Salut, Empat Siswa Ini Tampil di Hong Kong Fashion Week 2018!

0
50
Kandidat Indonesia di Hong Kong Fashion Week 2018 - Instituto di Moda Burgo Indonesia
Dok. Instituto di Moda Burgo Indonesia

Empat siswa pilihan dari Instituto di Moda Burgo Indonesia suskses tampil dalam ajang fesyen internasional bergensi Hong Kong Fashion Week for Fall/ Winter 2018 di Hong Kong Convention and Exhibition Center, 15-18 Januari 2018 silam. Kempat siswa yang dijuluki Burgonians ini antara lain Jessica Welia Halim dengan membawa label JWH, Julianto dengan label Julianto, Raegita Zoeo dengan label Raegita Zoro, dan Rolya Krisnawati dengan label perhiasan JUMPANONA.

Instituto di Moda Burgo Indonesia merupakan institusi mode asal Italia pertama dan satu-satunya di Indonesia yang memiliki visi dan misi besar, tidak hanya membelakangi para pelajarnya (Burgonians) agar mampu merancang busana, namun juga mampu bersaing dalam skala internasional.

Nah, ajang Hong Kong Fashion Week ini menjadi salah satu media belajar Burgonians agar lebih memahami pasar internasional dan berkancah di panggung mode internasional. Tidak main-main, keberangkatan para Burgonians turut didampingi fashion designer sekaligus Pendiri dan Ketua Indonesian Fashion Chamber, Ali Charisma. Tidak hanya itu, Ali juga berperan sebagai mentor dalam proses pengembangan koleksi keempat Burgonians tersebut.

Rangkaian acara Hong Kong Fashion Week sendiri meliputi fashion show dan trade fair atau pameran selama empat hari, di mana partisipan mendapat pengalaman untuk terjung langsung menghadapi pembeli internasional baik secara retail per orangan maupun wholesale.

Peran mentorship Ali Charisma selama persiapan Hong Kong Fashion Week ini sangat bermanfaat dalam pengembangan proses kreatif, kuantitas, kemampuan hingga intuisi bisnis keempat Burgonians tersebut.

“Secara habit, anak muda sekarang lebih canggih, sudah ada gadget, Cuma generasi sebelumnya tetap harus mengarahkan.
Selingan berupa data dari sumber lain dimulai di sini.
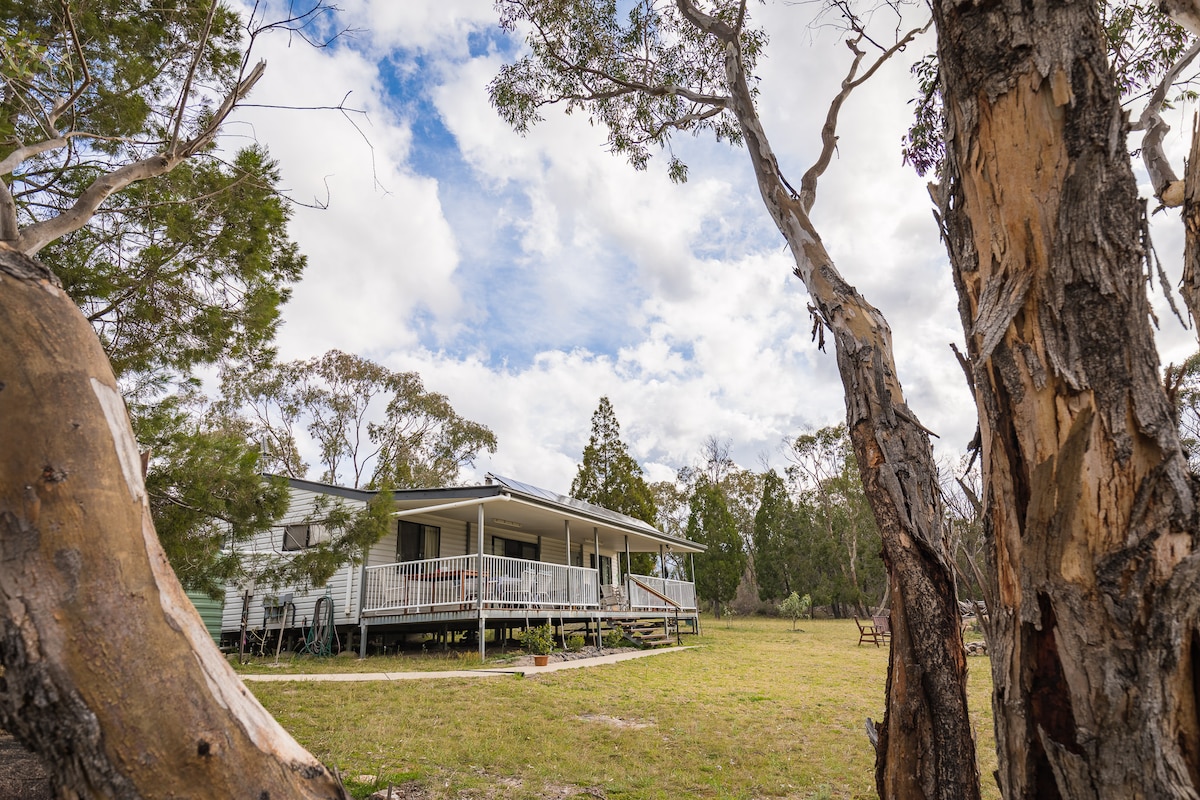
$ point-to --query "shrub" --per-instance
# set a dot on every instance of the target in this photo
(795, 607)
(538, 639)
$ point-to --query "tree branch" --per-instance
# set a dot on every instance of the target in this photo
(37, 235)
(808, 193)
(191, 76)
(1168, 187)
(53, 116)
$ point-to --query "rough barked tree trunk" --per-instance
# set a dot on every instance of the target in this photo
(925, 747)
(108, 671)
(1089, 507)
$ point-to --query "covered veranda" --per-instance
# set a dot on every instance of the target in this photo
(483, 590)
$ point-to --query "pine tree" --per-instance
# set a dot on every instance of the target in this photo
(612, 479)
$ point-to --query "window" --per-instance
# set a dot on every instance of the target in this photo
(415, 542)
(515, 548)
(297, 537)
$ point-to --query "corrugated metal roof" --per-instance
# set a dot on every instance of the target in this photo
(582, 506)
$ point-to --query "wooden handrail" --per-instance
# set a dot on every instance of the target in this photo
(654, 591)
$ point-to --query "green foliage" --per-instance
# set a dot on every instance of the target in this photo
(838, 542)
(796, 607)
(136, 54)
(1144, 43)
(538, 639)
(1183, 389)
(775, 540)
(183, 271)
(640, 71)
(421, 441)
(205, 492)
(352, 533)
(720, 566)
(922, 145)
(611, 477)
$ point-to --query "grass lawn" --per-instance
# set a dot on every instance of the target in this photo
(756, 711)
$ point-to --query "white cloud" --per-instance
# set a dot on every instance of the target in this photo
(537, 274)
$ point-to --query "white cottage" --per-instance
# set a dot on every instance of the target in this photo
(461, 560)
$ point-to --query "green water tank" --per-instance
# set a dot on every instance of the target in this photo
(210, 612)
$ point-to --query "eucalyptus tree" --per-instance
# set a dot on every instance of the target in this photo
(96, 636)
(1089, 509)
(720, 567)
(372, 427)
(610, 477)
(774, 551)
(826, 476)
(653, 68)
Jadi saya tidak pernah berusaha mengubah talenta produk-produk yang mereka desain. Hanya mengarahkan saja agar produknya lebih bagus dan dapat diterima,” tutur Ali di Instituto di Moda Burgo Indonesia, Selasa (23/1/2018).

Para Burgonians mengaku sangat senang dan mengambil banyak pengalaman dari ajang yang baru mereka lalui. Semuanya bahkan sedang dalam proses tawar-menawar dengan buyer yang tertarik dengan hasil karya mereka di ajang fesyen tersebut.